At this, the spears around his neck loosened, but didn’t move away. Elf swallowed obviously, the sweet rush of air flowing back into his lungs. Behind the woman, the younger one peered out from her hiding place. She stepped forward, then took a spear from the leader and twisted it in her hands, her threat made clear.

‘It’s yours, isn’t it?’ Elf asked her. ‘The idiot thought it was a gift.’

The smaller selkie woman hissed. Elf took a step back, only for an elbow to knock him forward again. He pointed towards Stefan’s house.

‘The cabinet behind the desk,’ Elf said. ‘It’s in there.’

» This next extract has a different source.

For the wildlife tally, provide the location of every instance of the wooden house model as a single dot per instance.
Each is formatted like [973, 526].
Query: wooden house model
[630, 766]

The little selkie nodded, then turned and rushed for Stefan’s house, darting across the dirt road faster than Elf had ever seen something on land move. The other women stood with their spears still ready for an attack, tense and waiting. After a pregnant silence that stretched on for far too long, Elf wondered if the idiot had actually gotten rid of it. The only thing he knew for sure about selkies was how aggressive they could get when it came to sex, but he doubted he had enough charm to get out of this situation. Finally, there came a crash, followed by a scream. When the door flung open, the girl had the pelt draped around her shoulders like a cape, and she was squeezed it in her fists, hugging it protectively with a smile stretched across her face. The older woman nodded.